Saturday, 27 August 2011

Arachnoid cyst MRI

A 32 y o male with left hemi facial pain for last 1 year. 
Here is his MRI Brain Axial FLAIR and Diffusion.
This MRI study of Brain shows a sharply demarcated left Cp angle cystic lesion. 
Extra axial, not communicating with ventricular system.
Isointense to csf, complete suppression of fluid signal on FLAIR. No septations or loculations.
No restricted diffusion on Dw images.
An associated hypoplastic left cerebellar hemisphere. No gliosis in adjacent brain parenchyma. No volume loss.
Mass effect is mild, decently displaces adjacent vessels and nerves without encasement. Left trigeminal nerve is stretched may be the cause of left hemi facial pain. Left 7-8th CN complex mildly displaced. No significant mass effect fourth ventricle to cause obstructive hydrocephalus.
Non enhancing on post contrast.

Imaging diagnosis : Left Cp angle Arachnoid Cyst.

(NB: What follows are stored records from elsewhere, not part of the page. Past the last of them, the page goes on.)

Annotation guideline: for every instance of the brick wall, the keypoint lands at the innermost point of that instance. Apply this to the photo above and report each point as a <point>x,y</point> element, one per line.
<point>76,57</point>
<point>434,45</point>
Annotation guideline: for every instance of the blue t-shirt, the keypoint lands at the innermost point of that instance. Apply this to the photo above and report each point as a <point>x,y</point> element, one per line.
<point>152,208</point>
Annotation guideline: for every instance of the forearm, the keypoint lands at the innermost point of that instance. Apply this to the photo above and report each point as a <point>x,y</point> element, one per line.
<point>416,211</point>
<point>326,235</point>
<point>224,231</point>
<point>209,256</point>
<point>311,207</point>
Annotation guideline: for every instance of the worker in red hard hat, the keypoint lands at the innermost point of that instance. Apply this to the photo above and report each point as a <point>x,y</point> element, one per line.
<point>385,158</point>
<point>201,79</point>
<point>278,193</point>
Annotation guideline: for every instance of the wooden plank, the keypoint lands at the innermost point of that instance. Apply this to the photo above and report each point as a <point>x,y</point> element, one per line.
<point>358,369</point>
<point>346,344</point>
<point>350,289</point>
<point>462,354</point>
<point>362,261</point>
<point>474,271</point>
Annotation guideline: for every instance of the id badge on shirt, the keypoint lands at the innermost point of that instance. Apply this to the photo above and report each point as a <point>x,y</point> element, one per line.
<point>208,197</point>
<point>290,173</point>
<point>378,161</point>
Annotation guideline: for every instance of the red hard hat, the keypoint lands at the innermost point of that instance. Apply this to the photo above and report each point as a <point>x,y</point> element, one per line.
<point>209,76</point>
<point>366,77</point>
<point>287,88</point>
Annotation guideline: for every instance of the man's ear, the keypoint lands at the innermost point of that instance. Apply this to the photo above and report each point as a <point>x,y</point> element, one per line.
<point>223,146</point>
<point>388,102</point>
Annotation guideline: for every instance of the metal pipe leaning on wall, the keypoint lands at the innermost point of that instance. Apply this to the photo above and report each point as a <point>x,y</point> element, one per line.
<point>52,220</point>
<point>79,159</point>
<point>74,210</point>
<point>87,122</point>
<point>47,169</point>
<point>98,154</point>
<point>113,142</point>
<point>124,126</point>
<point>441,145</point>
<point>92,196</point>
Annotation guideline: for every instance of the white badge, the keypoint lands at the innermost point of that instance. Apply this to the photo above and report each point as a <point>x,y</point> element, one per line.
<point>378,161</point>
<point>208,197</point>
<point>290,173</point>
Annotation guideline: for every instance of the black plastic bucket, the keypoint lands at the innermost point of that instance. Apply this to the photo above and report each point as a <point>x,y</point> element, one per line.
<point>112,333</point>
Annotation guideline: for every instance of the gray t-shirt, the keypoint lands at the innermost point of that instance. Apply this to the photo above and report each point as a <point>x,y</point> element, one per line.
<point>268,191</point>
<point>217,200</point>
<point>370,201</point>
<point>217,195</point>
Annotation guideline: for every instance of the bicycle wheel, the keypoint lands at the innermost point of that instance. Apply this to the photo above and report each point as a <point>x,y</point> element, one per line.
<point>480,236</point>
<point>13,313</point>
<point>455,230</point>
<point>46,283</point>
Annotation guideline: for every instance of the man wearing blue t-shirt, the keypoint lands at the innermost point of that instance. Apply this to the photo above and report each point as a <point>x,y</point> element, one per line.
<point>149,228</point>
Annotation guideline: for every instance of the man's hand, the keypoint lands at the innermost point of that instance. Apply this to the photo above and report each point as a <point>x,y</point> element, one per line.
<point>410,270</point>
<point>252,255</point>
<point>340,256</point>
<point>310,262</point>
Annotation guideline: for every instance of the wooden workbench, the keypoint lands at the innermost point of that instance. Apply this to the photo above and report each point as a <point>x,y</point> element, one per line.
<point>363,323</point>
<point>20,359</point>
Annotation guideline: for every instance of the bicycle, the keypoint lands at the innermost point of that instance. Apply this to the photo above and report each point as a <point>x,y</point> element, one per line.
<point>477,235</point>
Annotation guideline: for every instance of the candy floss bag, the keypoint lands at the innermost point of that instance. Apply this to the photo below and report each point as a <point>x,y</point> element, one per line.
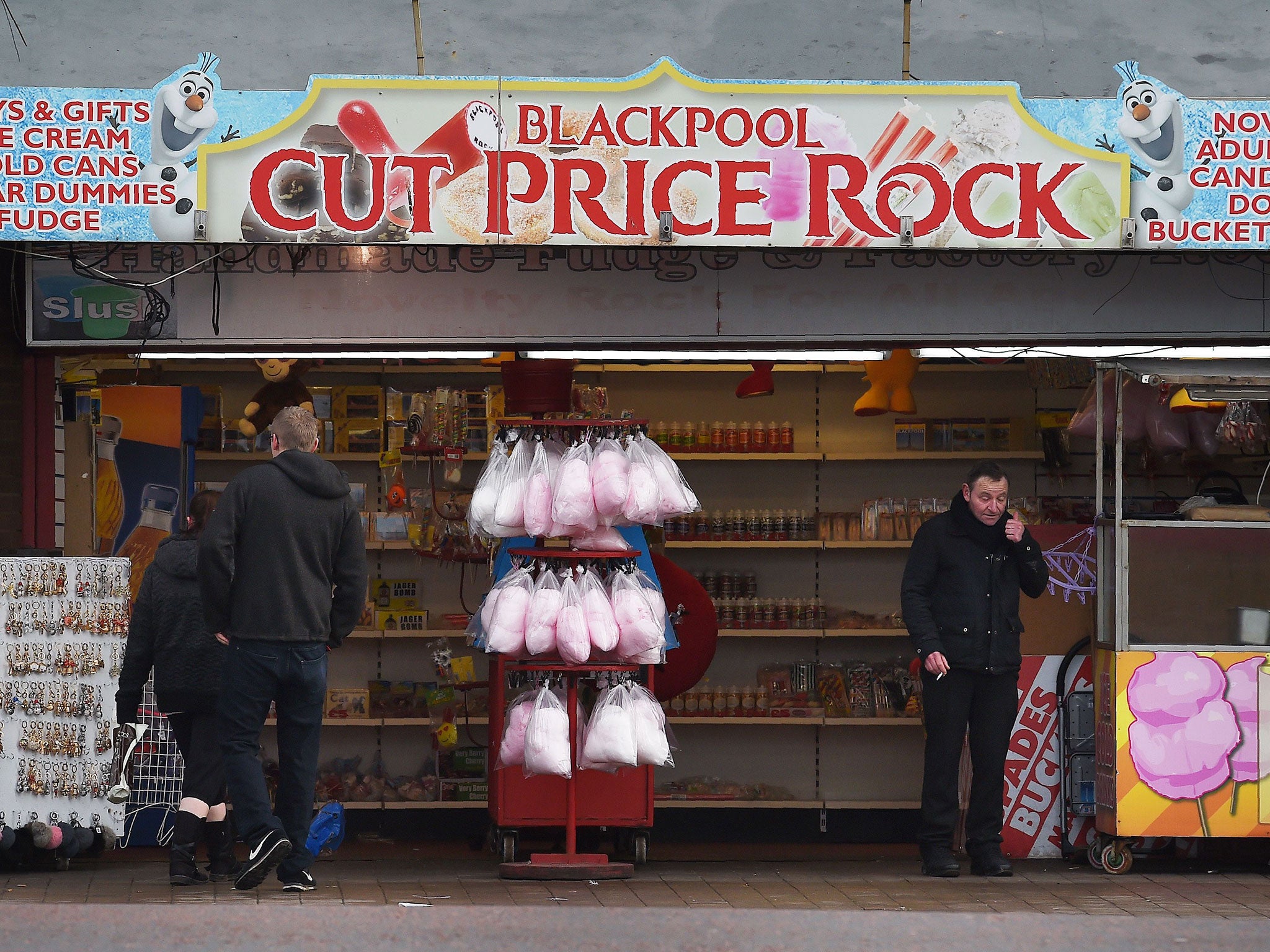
<point>643,495</point>
<point>508,607</point>
<point>573,640</point>
<point>481,511</point>
<point>511,751</point>
<point>538,493</point>
<point>610,480</point>
<point>653,739</point>
<point>601,624</point>
<point>676,496</point>
<point>573,503</point>
<point>611,730</point>
<point>546,738</point>
<point>641,615</point>
<point>540,628</point>
<point>510,512</point>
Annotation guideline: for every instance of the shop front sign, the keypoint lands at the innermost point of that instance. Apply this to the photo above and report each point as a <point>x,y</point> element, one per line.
<point>1192,756</point>
<point>658,159</point>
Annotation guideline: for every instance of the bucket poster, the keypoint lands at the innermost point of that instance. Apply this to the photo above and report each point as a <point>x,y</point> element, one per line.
<point>1034,772</point>
<point>1188,756</point>
<point>660,157</point>
<point>69,306</point>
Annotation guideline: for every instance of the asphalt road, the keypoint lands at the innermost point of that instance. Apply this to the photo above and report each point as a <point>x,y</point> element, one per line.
<point>265,928</point>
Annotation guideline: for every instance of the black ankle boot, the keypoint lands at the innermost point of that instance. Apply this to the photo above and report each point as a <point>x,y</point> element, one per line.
<point>988,861</point>
<point>939,861</point>
<point>182,870</point>
<point>223,865</point>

Needs to be differentiated from its closest DDs;
1. Epidermoid cyst which typically shows restricted diffusion. Mass effect on adjacent parenchyma instead of hypoplasia, insinuates in cisternal spaces, encases nerves and vessels implies to its plasticity. Signal suppression on FLAIR may not be as complete as arachnoid cyst.
2. Porencephalic cyst show Gliosis in adjacent brain parenchyma and volume loss like ex vacuo dilatation of adjacent ventricle. May communicate with ventricular system. It’s a cortical area of Csf signals involves cortical grey white mater where as arachnoid is an extra axial lesion.
3. Neuroglial cyst is intra axial, rare, commonly seen in frontal lobes.

Related post :
Arachnoid-cyst parietal region - uncommon for site.
Epidermoid-vs-arachnoid-cyst

ARACHNOID CYST

AC belongs to a category of primary non neoplastic intracranial Cysts.
An intra arachnoid CSF-filled sac that does not communicate with ventricular system.
ACs contributes to ~ 1% of all intracranial masses and as incidental finding on imaging for seizure in ~ 2 % of cases.

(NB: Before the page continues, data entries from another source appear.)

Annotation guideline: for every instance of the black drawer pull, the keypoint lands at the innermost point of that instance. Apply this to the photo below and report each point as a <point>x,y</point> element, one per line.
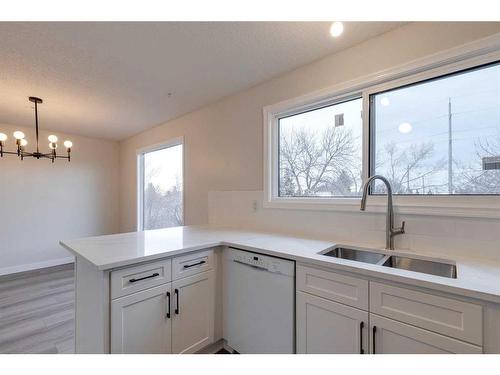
<point>176,291</point>
<point>194,264</point>
<point>168,303</point>
<point>144,278</point>
<point>361,326</point>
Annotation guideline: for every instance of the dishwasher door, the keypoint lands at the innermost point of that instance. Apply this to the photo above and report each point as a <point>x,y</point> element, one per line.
<point>258,303</point>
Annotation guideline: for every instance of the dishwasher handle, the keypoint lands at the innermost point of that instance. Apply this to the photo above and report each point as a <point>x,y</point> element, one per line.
<point>250,265</point>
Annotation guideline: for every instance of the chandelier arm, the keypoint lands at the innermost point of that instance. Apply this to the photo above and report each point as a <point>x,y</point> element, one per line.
<point>36,125</point>
<point>9,152</point>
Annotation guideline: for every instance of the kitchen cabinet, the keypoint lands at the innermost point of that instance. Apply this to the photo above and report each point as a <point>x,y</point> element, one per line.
<point>175,317</point>
<point>389,336</point>
<point>193,312</point>
<point>140,322</point>
<point>338,313</point>
<point>325,326</point>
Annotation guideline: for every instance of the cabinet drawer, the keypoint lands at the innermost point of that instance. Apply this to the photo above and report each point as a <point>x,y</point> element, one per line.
<point>333,286</point>
<point>462,320</point>
<point>191,264</point>
<point>133,279</point>
<point>392,337</point>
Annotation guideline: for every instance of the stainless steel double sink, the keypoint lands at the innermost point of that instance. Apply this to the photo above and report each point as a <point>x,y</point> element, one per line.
<point>431,267</point>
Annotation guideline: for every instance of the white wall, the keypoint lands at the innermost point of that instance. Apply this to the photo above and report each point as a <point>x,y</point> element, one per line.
<point>435,235</point>
<point>224,145</point>
<point>42,203</point>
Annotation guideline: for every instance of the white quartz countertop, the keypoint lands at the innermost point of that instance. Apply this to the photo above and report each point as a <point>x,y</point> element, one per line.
<point>476,278</point>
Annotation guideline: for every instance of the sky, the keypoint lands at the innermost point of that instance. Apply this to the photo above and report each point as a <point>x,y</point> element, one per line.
<point>167,163</point>
<point>475,110</point>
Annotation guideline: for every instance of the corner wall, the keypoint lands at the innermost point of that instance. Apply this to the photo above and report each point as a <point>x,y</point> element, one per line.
<point>42,202</point>
<point>224,140</point>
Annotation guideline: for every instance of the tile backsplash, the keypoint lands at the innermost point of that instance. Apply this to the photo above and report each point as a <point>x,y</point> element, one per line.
<point>472,237</point>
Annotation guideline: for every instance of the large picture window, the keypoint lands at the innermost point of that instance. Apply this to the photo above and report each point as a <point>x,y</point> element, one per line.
<point>431,128</point>
<point>161,187</point>
<point>440,136</point>
<point>320,151</point>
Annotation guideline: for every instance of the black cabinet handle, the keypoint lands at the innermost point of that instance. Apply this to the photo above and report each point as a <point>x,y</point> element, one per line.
<point>176,291</point>
<point>194,264</point>
<point>144,278</point>
<point>361,326</point>
<point>168,305</point>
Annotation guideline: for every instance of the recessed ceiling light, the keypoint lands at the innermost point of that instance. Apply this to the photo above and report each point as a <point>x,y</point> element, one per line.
<point>405,127</point>
<point>336,29</point>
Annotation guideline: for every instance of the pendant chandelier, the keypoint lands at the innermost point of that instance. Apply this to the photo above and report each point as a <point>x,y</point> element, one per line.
<point>21,142</point>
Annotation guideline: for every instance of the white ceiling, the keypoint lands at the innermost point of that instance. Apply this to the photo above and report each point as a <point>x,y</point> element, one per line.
<point>112,80</point>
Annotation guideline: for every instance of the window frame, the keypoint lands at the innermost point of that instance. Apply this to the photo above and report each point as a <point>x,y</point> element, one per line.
<point>469,56</point>
<point>179,141</point>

Imaging wise diagnostic clue is sharply demarcated round/ovoid extra-axial cyst that follows CSF attenuation on CT or signal on all MRI pulse sequences. No restricted diffusion on DWI (vs Epidermoid cyst)

Most common location is middle cranial fossa (~50-60%), Cerebellopontine angle (~ 10%), Suprasellar arachnoid cyst (~10%), Cerebral convexity, quadrigeminal cistern (~10%)

Imaging findings
NECT: Hypodense with density same as that of Csf.
Calcification is not a feature.
Non enhancing on post contrast.
Hyperdense if intracyst hemorrhage present and is rare.
MRI
Iso intense to Csf on T1, T2w and FLAIR images. Complete signal suppression of FLAIR.
T2* GRE: No blooming unless hemorrhage present and is rare.
DWI, no restriction
T1 C+, doesn't enhance
MRA, cortical vessels displaced away from calvarium.

Associated abnormalities are scalloping of adjacent bony calvarium.
Hypoplastic adjacent part of brain for example temporal pole in case of middle cranial fossa ACs and Cerebellar hemisphere in cases of Posterior fossa ACs.

Pathogenesis 
AC is usually sporadic, non-syndromic, rarely familial.
Frontal, temporal embryonic meninges (endomeninx) fail to merge as sylvian fissure forms, remain separate, forming duplicated arachnoid. Proposed mechanism behind development of cyst are active fluid secretion by cyst wall, Slow distention by CSF pulsations, CSF accumulates by ball-valve mechanism.
Microscopic Features are wall consists of flattened but normal arachnoid cells. No inflammation, neoplastic cells.

Clinical presentation
Often asymptomatic and found incidentally
If symptomatic, symptoms vary with size, location of cyst. Headache, dizziness, sensorineural hearing loss, hemifacial spasm/tic.

ACs can be found at any age, 3-5 times more common in male.
Usually don't enlarge. If at all grows very slowly.

Treatment
Often requires no treatment.
May need endoscopic resection, Fenestration, Cystoperitoneal shunt.

Reference : Diagnostic imaging Osborn.